In speaking before the Republican-controlled House Natural Resources Committee, Tommy Beaudreau, who accepted the Bureau of Ocean Energy Management job in September, took criticism Wednesday from some Republicans for alleged drilling delay tactics and for not moving forward with oil-drilling proposals along the Atlantic and Pacific coasts.
On the other hand, some Democrats were critical Wednesday of President Barack Obama even considering and studying drilling off of the coasts of Virginia and other Atlantic coast states.
Beaudreau touted Obama’s “all-of-the-above energy strategy” that includes renewable energies, while arguing that the 2012-2017 plan focuses on known oil-rich sites.
He said the central Gulf is the No. 1 priority and the “crown jewel” of the nation’s outer-continental shelf with a projected 31 billion gallons of oil or more waiting to be collected.
House Natural Resources Committee Chairman Doc Hastings, R-Wash., criticized the Obama administration for delays with the five-year plan and with accusations of closing access to much of the nation’s natural resources for energy production.

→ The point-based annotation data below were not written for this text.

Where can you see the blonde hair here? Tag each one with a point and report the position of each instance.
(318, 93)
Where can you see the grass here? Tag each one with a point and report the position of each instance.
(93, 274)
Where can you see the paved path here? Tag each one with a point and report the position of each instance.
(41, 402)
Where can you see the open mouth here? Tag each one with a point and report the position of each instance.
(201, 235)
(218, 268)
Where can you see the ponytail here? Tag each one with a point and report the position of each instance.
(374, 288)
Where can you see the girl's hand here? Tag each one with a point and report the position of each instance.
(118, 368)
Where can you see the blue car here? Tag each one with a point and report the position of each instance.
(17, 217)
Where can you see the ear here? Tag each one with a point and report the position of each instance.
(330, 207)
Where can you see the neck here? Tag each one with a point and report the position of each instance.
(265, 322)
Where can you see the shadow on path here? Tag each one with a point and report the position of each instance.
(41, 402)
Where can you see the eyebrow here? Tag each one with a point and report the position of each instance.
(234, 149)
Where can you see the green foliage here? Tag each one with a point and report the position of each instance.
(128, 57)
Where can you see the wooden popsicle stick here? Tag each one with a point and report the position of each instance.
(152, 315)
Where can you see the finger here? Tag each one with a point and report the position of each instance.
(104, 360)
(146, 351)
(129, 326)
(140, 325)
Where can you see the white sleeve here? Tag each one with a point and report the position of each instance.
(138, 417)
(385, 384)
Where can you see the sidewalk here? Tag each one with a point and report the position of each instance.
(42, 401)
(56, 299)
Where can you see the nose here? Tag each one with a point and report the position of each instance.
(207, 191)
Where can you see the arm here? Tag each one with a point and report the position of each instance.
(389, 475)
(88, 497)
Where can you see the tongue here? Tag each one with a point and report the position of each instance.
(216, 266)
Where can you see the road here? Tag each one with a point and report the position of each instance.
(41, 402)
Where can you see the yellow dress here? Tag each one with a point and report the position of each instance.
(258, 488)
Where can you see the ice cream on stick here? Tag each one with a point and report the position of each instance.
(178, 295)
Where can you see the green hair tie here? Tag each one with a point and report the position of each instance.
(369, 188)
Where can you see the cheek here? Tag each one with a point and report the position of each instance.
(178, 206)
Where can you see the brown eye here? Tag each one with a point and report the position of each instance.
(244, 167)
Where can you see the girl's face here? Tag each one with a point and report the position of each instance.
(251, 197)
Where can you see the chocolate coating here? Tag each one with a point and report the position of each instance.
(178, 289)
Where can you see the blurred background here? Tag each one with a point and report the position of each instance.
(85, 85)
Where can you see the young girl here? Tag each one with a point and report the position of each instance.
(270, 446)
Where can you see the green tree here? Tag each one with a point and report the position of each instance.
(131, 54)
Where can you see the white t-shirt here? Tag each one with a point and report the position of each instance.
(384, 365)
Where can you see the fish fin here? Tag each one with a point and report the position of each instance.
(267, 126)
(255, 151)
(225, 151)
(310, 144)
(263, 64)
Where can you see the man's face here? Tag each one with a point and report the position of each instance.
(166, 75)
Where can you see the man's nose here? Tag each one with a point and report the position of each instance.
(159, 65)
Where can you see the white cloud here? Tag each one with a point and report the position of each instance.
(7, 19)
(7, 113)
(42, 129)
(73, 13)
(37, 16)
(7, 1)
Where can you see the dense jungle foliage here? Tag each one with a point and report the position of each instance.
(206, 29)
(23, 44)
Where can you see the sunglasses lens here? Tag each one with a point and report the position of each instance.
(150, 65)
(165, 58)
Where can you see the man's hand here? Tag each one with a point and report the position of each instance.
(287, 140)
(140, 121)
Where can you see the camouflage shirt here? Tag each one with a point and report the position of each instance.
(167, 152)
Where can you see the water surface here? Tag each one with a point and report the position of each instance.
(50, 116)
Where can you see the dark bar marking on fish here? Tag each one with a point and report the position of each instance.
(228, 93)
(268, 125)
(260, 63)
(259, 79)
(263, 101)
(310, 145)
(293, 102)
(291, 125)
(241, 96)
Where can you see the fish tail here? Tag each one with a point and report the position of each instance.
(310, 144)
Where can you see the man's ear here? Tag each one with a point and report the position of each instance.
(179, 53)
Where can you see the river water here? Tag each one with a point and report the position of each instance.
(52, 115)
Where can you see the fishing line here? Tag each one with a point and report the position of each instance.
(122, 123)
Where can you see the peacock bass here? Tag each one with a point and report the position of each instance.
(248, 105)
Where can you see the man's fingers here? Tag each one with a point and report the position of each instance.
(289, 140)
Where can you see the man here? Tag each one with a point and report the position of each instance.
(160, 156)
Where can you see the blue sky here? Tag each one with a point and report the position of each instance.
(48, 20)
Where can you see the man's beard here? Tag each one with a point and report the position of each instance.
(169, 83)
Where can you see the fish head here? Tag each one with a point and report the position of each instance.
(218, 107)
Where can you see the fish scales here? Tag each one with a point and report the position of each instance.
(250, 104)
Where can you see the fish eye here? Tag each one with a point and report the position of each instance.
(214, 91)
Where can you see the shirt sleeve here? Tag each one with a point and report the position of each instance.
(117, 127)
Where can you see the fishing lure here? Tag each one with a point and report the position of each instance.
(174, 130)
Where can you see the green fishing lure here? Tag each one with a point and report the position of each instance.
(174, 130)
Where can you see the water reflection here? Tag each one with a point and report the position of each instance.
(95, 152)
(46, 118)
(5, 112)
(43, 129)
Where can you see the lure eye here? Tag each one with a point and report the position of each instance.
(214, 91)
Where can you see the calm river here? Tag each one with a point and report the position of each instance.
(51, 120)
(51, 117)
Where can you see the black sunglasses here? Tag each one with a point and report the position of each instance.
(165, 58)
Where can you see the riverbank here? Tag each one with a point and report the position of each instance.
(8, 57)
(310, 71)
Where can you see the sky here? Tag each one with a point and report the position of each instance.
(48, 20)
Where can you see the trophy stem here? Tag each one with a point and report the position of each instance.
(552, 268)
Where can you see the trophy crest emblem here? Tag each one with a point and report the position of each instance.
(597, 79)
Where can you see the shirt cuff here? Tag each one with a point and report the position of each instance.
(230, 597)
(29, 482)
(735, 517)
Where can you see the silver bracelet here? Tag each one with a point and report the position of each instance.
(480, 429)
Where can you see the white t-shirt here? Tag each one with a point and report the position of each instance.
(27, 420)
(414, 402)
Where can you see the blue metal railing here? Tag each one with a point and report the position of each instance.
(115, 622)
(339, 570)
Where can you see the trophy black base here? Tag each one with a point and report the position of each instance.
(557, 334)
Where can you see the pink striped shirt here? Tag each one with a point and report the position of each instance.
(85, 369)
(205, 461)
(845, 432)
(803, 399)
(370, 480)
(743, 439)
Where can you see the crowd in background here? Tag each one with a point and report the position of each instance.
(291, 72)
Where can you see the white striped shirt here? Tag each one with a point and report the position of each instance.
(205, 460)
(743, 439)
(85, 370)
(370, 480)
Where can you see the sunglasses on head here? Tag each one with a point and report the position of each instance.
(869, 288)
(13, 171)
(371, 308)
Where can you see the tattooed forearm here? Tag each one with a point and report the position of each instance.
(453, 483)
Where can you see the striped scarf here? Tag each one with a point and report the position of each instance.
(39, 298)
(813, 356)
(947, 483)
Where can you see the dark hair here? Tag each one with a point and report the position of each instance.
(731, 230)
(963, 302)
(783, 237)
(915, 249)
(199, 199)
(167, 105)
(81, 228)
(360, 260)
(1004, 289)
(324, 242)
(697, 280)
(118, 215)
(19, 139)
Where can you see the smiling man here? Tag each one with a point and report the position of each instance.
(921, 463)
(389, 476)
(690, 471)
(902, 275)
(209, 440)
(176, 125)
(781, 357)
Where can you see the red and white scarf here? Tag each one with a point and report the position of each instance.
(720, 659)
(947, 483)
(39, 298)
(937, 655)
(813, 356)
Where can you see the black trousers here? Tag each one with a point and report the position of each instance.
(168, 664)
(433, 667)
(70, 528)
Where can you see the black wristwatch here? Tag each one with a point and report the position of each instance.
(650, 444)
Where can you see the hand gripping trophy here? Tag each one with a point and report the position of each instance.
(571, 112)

“Now more than ever, with gasoline prices still hovering near $4 a gallon and unemployment above 8 percent, the United States should be doing everything we can to ensure the timely and responsible production of our domestic energy resources,” Hastings said. “Unfortunately, the Obama administration is instead pursuing an agenda that keeps 85 percent of our offshore areas closed to new American energy production.”
Beaudreau responded that the administration has been selling new drilling leases in the Gulf and that another major lease sale is scheduled for June 20. He said the 2010 BP oil leak off of Louisiana’s coast was a “major development” that required the administration to step back and make some reassessments.
Since then, Beaudreau said, private industry has mostly responded well in its efforts to increase safety and improve its well-capping technologies.
Rep. Ed Markey, D-Mass., defended Beaudreau and Obama in arguing that the “nefarious” actions of BP required significant changes.
Markey chastised the Republican-led House for not taking up legislation to improve drilling regulations and increase the liability cap. He also noted that overall domestic oil production has increased under Obama.
But U.S. Rep. Jeff Landry, R-New Iberia, was among those who took aim at not authorizing drilling off the Atlantic coast.
“I believe we will find there’s great potential out there,” Landry said.
Beaudreau said the administration is moving forward with environmental impact studies and seismic surveys for Atlantic offshore drilling before deciding whether to move forward.
The latest seismic data is more than 25 years old, he said, noting that the new studies should be done by the end of the year.
“We’re moving forward,” he said, noting that they need to work out concerns from the Department of Defense about possibly upsetting national security and military operations in the Atlantic Ocean.
Rep. Frank Pallone Jr., D-N.J., said Atlantic drilling should not even be an option when the focus must switch from “dirty fuels” to renewable energies. He warned of another BP incident happening along the eastern seaboard.
But Rep. Louie Gohmert, R-Texas, criticized Obama for not opening up the Pacific coast for more drilling offshore of California as well.
“It’s OK to mess up Louisiana’s coast, but southern California, being Democratic, is much more delicate,” Gohmert complained.
As for drilling in Alaska, Beaudreau said applications from Shell to operate in the Alaskan Beaufort and Chukchi seas are still pending. The issue that must still be answered is how good Shell’s deployment of its well-capping system is, he said.